Ziemlich tief im Garten befand sich ein kleiner See, der gleichfalls von Baumgruppen und Blumenanlagen umschlossen war. Dort bemerkte Ognibene an einer geschützten Stelle, wo sich Rosenhecken mit dunklem Lorbeer vereinigten, auf einer Bank in eifrigem Gespräche den jungen Bentivoglio mit Orsola Cantarelli. Leise schlich er mit dem Bruder näher, und sie kamen so dicht an das Versteck heran, daß sie, ohne selbst bemerkt zu werden, das Gespräch der Liebenden verstehen konnten.

Daß das junge Paar einig war, bewies schon der vertrauliche Flüsterton, in welchem sie sich unterhielten; Orsola strahlte vor übermütiger Laune und 80 Hippolyt war nicht minder heiter gestimmt. Der Gegenstand ihres Gesprächs mußte sie ungemein interessieren, denn sie achteten in der That gar nicht darauf, daß man jedes ihrer Worte vernehmen konnte.
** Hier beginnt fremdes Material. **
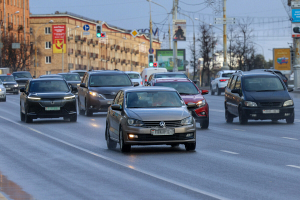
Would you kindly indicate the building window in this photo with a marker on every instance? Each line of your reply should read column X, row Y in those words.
column 48, row 45
column 47, row 30
column 48, row 59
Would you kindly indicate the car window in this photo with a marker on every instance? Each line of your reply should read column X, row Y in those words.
column 110, row 80
column 153, row 99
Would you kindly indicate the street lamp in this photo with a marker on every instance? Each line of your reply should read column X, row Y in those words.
column 66, row 45
column 51, row 21
column 131, row 54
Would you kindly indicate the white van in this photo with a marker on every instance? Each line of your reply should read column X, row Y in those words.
column 148, row 71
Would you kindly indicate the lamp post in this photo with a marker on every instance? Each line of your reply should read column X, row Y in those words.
column 131, row 55
column 35, row 72
column 66, row 45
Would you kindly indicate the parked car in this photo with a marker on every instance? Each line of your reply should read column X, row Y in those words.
column 2, row 92
column 22, row 77
column 258, row 95
column 190, row 93
column 220, row 81
column 47, row 98
column 149, row 116
column 146, row 73
column 135, row 77
column 98, row 89
column 9, row 83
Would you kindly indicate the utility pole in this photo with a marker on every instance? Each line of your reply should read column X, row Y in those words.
column 175, row 8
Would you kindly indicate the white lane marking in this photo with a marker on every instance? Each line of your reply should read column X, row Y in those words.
column 289, row 138
column 231, row 152
column 294, row 166
column 123, row 164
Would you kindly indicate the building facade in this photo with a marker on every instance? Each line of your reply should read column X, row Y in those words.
column 82, row 50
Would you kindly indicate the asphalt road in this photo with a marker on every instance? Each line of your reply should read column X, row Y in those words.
column 53, row 159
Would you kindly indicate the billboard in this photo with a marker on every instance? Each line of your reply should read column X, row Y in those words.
column 179, row 30
column 59, row 38
column 282, row 59
column 164, row 58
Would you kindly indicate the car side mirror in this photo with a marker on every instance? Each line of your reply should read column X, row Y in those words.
column 204, row 92
column 116, row 107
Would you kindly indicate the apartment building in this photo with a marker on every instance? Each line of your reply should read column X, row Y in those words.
column 82, row 50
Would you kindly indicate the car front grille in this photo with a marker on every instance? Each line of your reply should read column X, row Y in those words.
column 157, row 123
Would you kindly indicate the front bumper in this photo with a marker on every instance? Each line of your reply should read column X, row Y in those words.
column 257, row 113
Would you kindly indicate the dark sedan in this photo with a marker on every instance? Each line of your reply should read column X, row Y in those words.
column 47, row 98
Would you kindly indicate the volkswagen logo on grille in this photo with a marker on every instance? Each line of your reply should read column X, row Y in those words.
column 162, row 124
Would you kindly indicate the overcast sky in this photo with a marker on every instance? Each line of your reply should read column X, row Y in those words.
column 269, row 18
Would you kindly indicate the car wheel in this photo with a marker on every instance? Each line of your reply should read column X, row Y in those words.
column 123, row 147
column 228, row 116
column 242, row 118
column 190, row 146
column 109, row 142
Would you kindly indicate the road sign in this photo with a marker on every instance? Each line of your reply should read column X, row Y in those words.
column 134, row 33
column 86, row 27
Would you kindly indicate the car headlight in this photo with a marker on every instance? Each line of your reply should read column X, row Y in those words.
column 201, row 103
column 250, row 104
column 34, row 98
column 187, row 121
column 135, row 122
column 288, row 103
column 69, row 97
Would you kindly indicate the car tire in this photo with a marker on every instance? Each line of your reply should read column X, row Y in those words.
column 123, row 147
column 190, row 146
column 242, row 118
column 109, row 142
column 228, row 116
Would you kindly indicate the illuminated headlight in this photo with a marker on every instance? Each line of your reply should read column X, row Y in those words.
column 34, row 98
column 187, row 121
column 288, row 103
column 69, row 97
column 201, row 103
column 250, row 104
column 135, row 122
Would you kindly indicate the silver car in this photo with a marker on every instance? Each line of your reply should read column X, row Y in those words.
column 149, row 116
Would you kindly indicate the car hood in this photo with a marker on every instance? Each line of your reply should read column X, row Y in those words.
column 267, row 96
column 192, row 98
column 158, row 114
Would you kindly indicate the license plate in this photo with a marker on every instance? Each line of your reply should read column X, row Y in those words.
column 270, row 111
column 52, row 108
column 163, row 131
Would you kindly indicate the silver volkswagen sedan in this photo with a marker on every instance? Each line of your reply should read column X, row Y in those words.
column 149, row 116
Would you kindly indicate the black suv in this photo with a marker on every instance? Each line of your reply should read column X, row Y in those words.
column 98, row 89
column 47, row 98
column 258, row 95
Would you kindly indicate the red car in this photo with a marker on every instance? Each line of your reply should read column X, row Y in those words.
column 190, row 93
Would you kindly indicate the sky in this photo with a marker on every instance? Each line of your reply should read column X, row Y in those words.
column 270, row 21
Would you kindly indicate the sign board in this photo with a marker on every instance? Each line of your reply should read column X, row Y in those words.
column 164, row 58
column 295, row 30
column 59, row 38
column 179, row 30
column 282, row 59
column 295, row 15
column 15, row 45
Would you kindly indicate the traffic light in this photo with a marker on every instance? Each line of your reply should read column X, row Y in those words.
column 151, row 60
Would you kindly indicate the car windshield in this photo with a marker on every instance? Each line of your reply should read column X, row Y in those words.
column 263, row 83
column 109, row 80
column 153, row 99
column 182, row 87
column 227, row 75
column 48, row 86
column 134, row 76
column 7, row 78
column 170, row 76
column 71, row 77
column 22, row 75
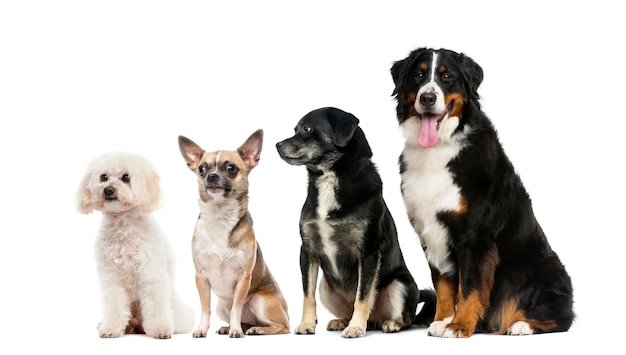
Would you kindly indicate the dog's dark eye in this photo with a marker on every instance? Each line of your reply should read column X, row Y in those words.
column 231, row 170
column 202, row 170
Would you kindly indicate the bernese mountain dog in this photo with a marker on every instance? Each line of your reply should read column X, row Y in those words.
column 492, row 266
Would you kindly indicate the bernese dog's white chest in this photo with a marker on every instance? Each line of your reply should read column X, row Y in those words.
column 428, row 188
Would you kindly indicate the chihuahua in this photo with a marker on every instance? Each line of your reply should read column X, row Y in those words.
column 226, row 254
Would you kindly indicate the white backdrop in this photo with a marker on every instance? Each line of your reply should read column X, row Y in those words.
column 79, row 78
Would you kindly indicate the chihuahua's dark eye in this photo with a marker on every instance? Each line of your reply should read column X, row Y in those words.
column 202, row 170
column 231, row 169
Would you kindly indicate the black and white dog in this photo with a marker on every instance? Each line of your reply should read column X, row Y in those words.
column 491, row 263
column 349, row 233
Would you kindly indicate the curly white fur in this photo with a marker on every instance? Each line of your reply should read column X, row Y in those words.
column 134, row 259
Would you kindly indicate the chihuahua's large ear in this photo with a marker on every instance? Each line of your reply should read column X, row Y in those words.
column 250, row 151
column 190, row 151
column 83, row 195
column 344, row 124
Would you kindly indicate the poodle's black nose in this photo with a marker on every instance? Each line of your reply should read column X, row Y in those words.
column 109, row 191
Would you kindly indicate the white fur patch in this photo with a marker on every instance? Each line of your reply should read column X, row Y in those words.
column 438, row 328
column 217, row 262
column 326, row 202
column 428, row 187
column 520, row 328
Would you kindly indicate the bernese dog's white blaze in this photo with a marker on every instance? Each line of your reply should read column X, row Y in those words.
column 432, row 88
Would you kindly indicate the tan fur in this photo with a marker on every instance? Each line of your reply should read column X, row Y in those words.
column 227, row 257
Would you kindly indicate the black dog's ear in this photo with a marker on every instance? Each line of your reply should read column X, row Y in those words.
column 343, row 126
column 398, row 73
column 472, row 73
column 400, row 70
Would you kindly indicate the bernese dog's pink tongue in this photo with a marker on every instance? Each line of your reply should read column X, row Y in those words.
column 428, row 131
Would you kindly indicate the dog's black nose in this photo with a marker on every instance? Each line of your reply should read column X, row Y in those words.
column 212, row 177
column 428, row 99
column 109, row 191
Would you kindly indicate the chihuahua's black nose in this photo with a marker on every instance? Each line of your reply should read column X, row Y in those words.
column 212, row 178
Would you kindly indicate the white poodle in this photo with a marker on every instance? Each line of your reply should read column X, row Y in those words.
column 134, row 259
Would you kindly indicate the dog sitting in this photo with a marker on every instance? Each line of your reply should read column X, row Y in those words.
column 226, row 255
column 491, row 263
column 134, row 260
column 349, row 233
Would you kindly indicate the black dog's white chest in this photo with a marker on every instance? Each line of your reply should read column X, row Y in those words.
column 326, row 202
column 328, row 235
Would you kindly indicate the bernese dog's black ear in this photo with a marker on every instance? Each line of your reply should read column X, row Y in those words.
column 400, row 70
column 472, row 73
column 343, row 126
column 398, row 73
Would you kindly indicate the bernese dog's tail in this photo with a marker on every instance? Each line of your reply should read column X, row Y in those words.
column 427, row 314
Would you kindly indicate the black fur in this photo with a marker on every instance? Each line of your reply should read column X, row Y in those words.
column 329, row 142
column 496, row 225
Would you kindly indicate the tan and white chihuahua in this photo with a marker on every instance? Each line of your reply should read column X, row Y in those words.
column 226, row 255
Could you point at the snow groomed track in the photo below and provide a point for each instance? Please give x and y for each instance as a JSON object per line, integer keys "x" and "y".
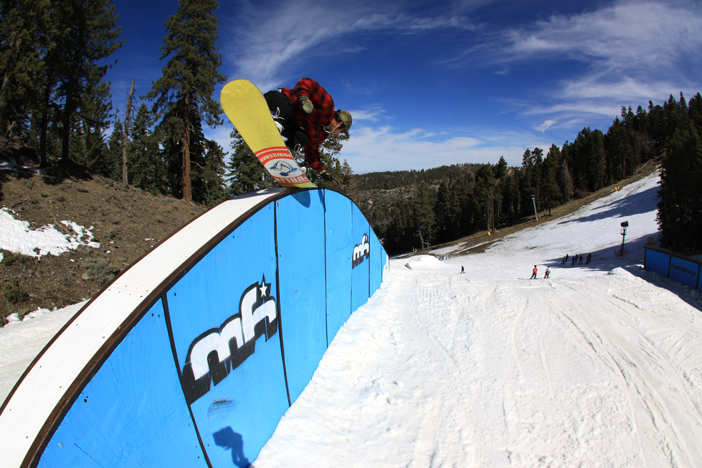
{"x": 192, "y": 356}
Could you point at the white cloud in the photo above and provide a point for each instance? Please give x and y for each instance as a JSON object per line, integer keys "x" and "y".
{"x": 546, "y": 124}
{"x": 632, "y": 52}
{"x": 274, "y": 40}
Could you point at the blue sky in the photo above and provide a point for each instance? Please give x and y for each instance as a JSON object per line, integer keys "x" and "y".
{"x": 437, "y": 83}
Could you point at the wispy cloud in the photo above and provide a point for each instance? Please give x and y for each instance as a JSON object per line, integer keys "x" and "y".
{"x": 374, "y": 149}
{"x": 274, "y": 40}
{"x": 632, "y": 52}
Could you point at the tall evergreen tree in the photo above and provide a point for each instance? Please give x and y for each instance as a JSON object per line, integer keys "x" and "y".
{"x": 21, "y": 63}
{"x": 245, "y": 173}
{"x": 89, "y": 35}
{"x": 680, "y": 206}
{"x": 183, "y": 95}
{"x": 145, "y": 164}
{"x": 208, "y": 181}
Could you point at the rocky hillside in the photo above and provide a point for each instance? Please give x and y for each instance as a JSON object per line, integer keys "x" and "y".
{"x": 126, "y": 222}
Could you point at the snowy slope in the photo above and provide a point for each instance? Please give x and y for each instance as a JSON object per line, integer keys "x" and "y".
{"x": 600, "y": 365}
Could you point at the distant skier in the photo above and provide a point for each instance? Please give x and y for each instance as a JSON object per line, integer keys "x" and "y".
{"x": 305, "y": 116}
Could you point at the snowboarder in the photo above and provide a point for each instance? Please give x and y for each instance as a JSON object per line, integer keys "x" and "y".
{"x": 305, "y": 117}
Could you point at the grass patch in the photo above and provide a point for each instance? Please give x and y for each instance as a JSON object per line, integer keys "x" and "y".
{"x": 15, "y": 294}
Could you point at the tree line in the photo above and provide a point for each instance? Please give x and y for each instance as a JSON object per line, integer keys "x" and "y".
{"x": 53, "y": 99}
{"x": 495, "y": 195}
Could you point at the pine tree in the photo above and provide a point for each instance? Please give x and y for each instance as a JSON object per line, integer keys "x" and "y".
{"x": 183, "y": 95}
{"x": 680, "y": 207}
{"x": 208, "y": 182}
{"x": 20, "y": 63}
{"x": 144, "y": 162}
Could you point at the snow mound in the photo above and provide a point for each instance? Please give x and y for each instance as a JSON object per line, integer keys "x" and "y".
{"x": 427, "y": 262}
{"x": 18, "y": 237}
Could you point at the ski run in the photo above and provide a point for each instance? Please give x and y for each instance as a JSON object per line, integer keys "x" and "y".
{"x": 599, "y": 365}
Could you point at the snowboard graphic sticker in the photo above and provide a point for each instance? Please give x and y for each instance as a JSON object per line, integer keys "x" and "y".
{"x": 247, "y": 109}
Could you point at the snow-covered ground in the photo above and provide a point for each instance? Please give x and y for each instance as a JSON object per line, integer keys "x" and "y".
{"x": 599, "y": 365}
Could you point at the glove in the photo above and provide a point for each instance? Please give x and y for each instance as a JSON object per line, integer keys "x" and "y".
{"x": 325, "y": 175}
{"x": 307, "y": 105}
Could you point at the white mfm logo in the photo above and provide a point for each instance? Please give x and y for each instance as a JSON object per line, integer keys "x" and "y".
{"x": 239, "y": 328}
{"x": 233, "y": 342}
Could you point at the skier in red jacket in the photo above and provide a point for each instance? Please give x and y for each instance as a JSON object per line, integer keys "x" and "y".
{"x": 305, "y": 116}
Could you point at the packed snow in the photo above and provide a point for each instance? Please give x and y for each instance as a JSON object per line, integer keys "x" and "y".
{"x": 598, "y": 365}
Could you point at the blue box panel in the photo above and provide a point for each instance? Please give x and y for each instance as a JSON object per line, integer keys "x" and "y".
{"x": 684, "y": 271}
{"x": 360, "y": 279}
{"x": 339, "y": 256}
{"x": 225, "y": 321}
{"x": 121, "y": 414}
{"x": 301, "y": 270}
{"x": 657, "y": 262}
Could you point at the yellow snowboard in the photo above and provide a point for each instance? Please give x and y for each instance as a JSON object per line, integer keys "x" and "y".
{"x": 247, "y": 109}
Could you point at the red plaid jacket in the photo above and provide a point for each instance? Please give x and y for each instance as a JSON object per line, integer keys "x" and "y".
{"x": 312, "y": 123}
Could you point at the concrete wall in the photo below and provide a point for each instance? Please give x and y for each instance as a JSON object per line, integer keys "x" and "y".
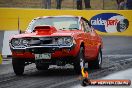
{"x": 9, "y": 17}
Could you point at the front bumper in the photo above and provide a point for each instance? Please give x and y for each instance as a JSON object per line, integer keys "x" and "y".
{"x": 56, "y": 51}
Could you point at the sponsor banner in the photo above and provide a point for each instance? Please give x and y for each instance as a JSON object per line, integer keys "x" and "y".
{"x": 110, "y": 22}
{"x": 106, "y": 22}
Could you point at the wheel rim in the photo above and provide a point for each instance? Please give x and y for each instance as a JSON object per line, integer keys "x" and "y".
{"x": 99, "y": 58}
{"x": 81, "y": 61}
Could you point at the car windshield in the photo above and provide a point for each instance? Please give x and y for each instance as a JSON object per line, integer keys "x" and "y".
{"x": 60, "y": 23}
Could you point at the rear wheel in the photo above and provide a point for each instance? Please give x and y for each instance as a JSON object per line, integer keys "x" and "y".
{"x": 18, "y": 66}
{"x": 79, "y": 62}
{"x": 96, "y": 64}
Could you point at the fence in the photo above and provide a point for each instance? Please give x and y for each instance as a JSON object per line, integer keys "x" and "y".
{"x": 66, "y": 4}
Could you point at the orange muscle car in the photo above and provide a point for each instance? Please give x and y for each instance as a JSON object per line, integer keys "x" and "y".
{"x": 57, "y": 40}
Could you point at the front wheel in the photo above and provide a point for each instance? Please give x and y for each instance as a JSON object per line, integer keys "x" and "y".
{"x": 79, "y": 62}
{"x": 18, "y": 66}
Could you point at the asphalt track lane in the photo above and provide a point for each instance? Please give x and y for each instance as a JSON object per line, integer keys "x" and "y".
{"x": 116, "y": 54}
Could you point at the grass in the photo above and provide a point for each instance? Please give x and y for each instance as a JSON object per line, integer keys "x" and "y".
{"x": 66, "y": 4}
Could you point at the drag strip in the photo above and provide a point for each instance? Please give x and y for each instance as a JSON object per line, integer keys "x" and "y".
{"x": 116, "y": 57}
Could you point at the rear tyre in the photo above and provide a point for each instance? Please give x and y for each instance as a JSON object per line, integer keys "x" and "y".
{"x": 79, "y": 62}
{"x": 18, "y": 66}
{"x": 96, "y": 64}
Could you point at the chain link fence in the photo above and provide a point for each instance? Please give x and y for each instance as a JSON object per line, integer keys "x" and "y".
{"x": 66, "y": 4}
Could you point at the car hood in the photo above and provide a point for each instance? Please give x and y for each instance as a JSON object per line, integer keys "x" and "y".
{"x": 57, "y": 33}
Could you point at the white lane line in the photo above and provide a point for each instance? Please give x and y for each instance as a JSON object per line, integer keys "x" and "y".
{"x": 63, "y": 83}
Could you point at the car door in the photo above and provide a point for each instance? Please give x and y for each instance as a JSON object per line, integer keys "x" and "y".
{"x": 90, "y": 40}
{"x": 87, "y": 37}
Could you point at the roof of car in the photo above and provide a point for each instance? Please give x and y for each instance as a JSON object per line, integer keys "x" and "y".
{"x": 58, "y": 16}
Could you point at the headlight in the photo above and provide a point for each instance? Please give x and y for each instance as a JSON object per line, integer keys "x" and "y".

»Er dauert mich ein wenig«, sagte Orsola, »denn er würde nicht so heftig gewesen sein, wäre seine Leidenschaft weniger blind. Aber meine ganze Geltung stand dabei auf dem Spiele. Wäre es mir nicht gelungen, ihn bis zu einer offenen Erklärung zu bringen, so hätte ich mich einer leeren Prahlerei schuldig gemacht, und wir Frauen dürfen uns ebenso wenig eine derartige Blöße geben, wie ein tapferer Ritter, der sich vermißt, irgend eine Heldenthat zu vollführen.«

»Mache dir um seinetwillen keine Sorgen, mein Liebchen«, versetzte Hippolyt, »und bemitleide ihn nicht, wenn er ein wenig Herzweh und viel Beschämung davon trägt. Wie konnte der thörichte Mensch wähnen, du werdest ihn lieben können, da er doch keine von allen den Eigenschaften besitzt, welche einen jungen Mann berechtigen, auf die Liebe eines schönen Mädchens zu hoffen. Und hat er denn keine Augen oder Ohren, daß er nicht bemerkt, wen er zum Rivalen hat? Ein Bentivoglio weicht vor keinem andern Manne zurück, am wenigsten aber vor einem Schulfuchs, der in den Büchern, aber nicht mit den Waffen Bescheid weiß!«

Kaum hatte Hippolyt diese Worte gesprochen, als ein Schrei höchster Wut in seiner Nähe ertönte. Erschreckt sprangen die beiden Liebenden von der Bank empor, und mit klopfendem Herzen klammerte sich Orsola an den Arm ihres Ritters. Girolamo hatte die Gebüsche auseinandergebogen und war mit einem Satze herausgesprungen, so daß er mit blassen und von Zorn verzerrten Zügen vor jenen stand. Er hatte keine Waffen bei sich. Sein Bruder Ognibene war ihm gefolgt und suchte ihn mit Gewalt zurückzuhalten. Hippolyt hatte sofort seinen Degen gezogen und stellte sich dem Rasenden gegenüber.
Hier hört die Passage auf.